The Voice of Melody Angel  

Sylvia Anderson and Lady Penelope

Sylvia Anderson, then the wife of Gerry Anderson, and co-producer of the series, was the voice behind Melody, and gave the character a rich, husky Southern US accent. In addition, Sylvia provided a number of voices for female supporting characters, such as Judy Chapman (‘Place of Angels’), Gabrielle (‘Model Spy’), and Linda Nolan (‘Crater 101’) .


Previous to ‘Captain Scarlet’, she was the voice-artiste for Venus in ‘Fireball XL5’, Marina in one episode of ‘Stingray’ and her most famous characterisation, Lady Penelope in ‘Thunderbirds’. After Captain Scarlet, she continued to give voice to Ada Harris in ‘Joe 90’ and Mrs. Appleby in ‘The Secret Service’.  Sylvia Anderson is credited as creator of the characters of the ‘Captain Scarlet and the Mysterons’ series, and as co-writer of the pilot episode with husband Gerry.





The Faces of Melody Angel


Melody and her model, Eartha Kitt


The puppet was apparently modelled on the facial features of the renowned signer and actress Eartha Kitt, who’s best remembered for her portrayal as Catwoman in the 60’s series ‘Batman’ (starring Adam West), and there is a definite likeness between the two as shown by the comparison photos.


Like the other Angels, Melody was in the comic strips in TV21 and ‘The Angels’ from Lady Penelope magazine.  While she shares equal appearance with her fellow Angels in the latter, however, in the TV/Century 21 magazines, although seen on occasions, she doesn’t receive much spotlight.  We’ll have to wait until a later story, in the ‘Captain Scarlet and the Mysterons’ magazine (Fleetway, 1993-1994), for a scene of some importance (she is saved by the Cloudbase’s emergency crew after a bumpy landing in ‘Grandmaster’).

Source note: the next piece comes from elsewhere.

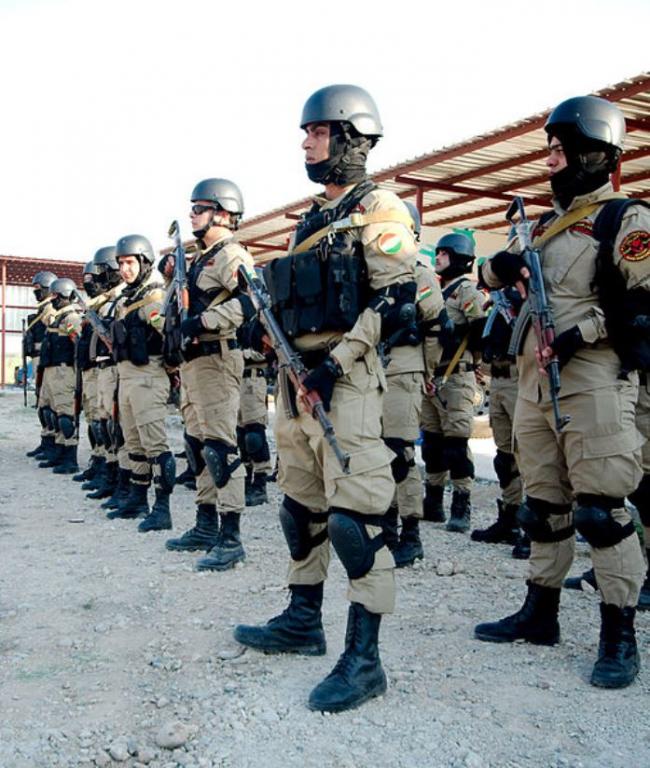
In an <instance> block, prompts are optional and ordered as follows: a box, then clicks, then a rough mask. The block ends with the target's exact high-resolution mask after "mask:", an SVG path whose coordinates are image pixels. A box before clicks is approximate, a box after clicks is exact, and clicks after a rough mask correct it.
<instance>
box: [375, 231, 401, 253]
mask: <svg viewBox="0 0 650 768" xmlns="http://www.w3.org/2000/svg"><path fill="white" fill-rule="evenodd" d="M379 250H380V251H381V252H382V253H385V254H387V255H388V256H394V255H395V254H396V253H399V252H400V251H401V250H402V238H401V237H400V235H399V234H398V233H397V232H384V234H383V235H381V237H380V238H379Z"/></svg>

By Jon Davis in 'The Angels' comic strip

Like with all the 'Captain Scarlet' characters, artist Lynn Simpson did a colour portrait of Melody Angel for the Spectrum Portrait Gallery, exclusively created for Fleetway's 'Captain Scarlet and the Mysterons' magazine.


Melody featured in the opening chapter of the John Theydon novel: ‘Angels and The Creeping Enemy’, where she spots Captain Black as she is returning from a vacation in her home town of Atlanta, and, naturally, sets off in pursuit of the Mysteron agent.


She also appeared in the first of two stories in the 1967 Angels storybook, entitled ‘Madame La Roche Must Die’.

Melody advising Rhapsody in 'Madame La Roche Must Die'.

'The Angels and the Creeping Enemy'

By John Cooper for 'Grandmaster'

Trouble for Scarlet and the Angels (including Melody), by Ron Embleton

Portrait by artist Lynn Simpson



CGI Melody


Esther Jackson is the real name of Melody Angel in the 'New Captain Scarlet' series, and like all the other characters, she is completely different. She is now Caucasian instead of black (unless she is pale-skinned black) and speaks with a soft mid-Atlantic accent, but there is no further information from official sources as to her place of origin.


In her story ‘Signals Through The Glass’, Skybase Girl suggested Melody was of Israeli descent, and had been a Mossad agent in her previous life before Spectrum.


Like CGI Rhapsody and Symphony, Melody does not have as active a role as her original counterpart, with her only notable appearance being in the episode ‘Fallen Angels’, where she displays formidable fighting skill trying to evade a group of pirates.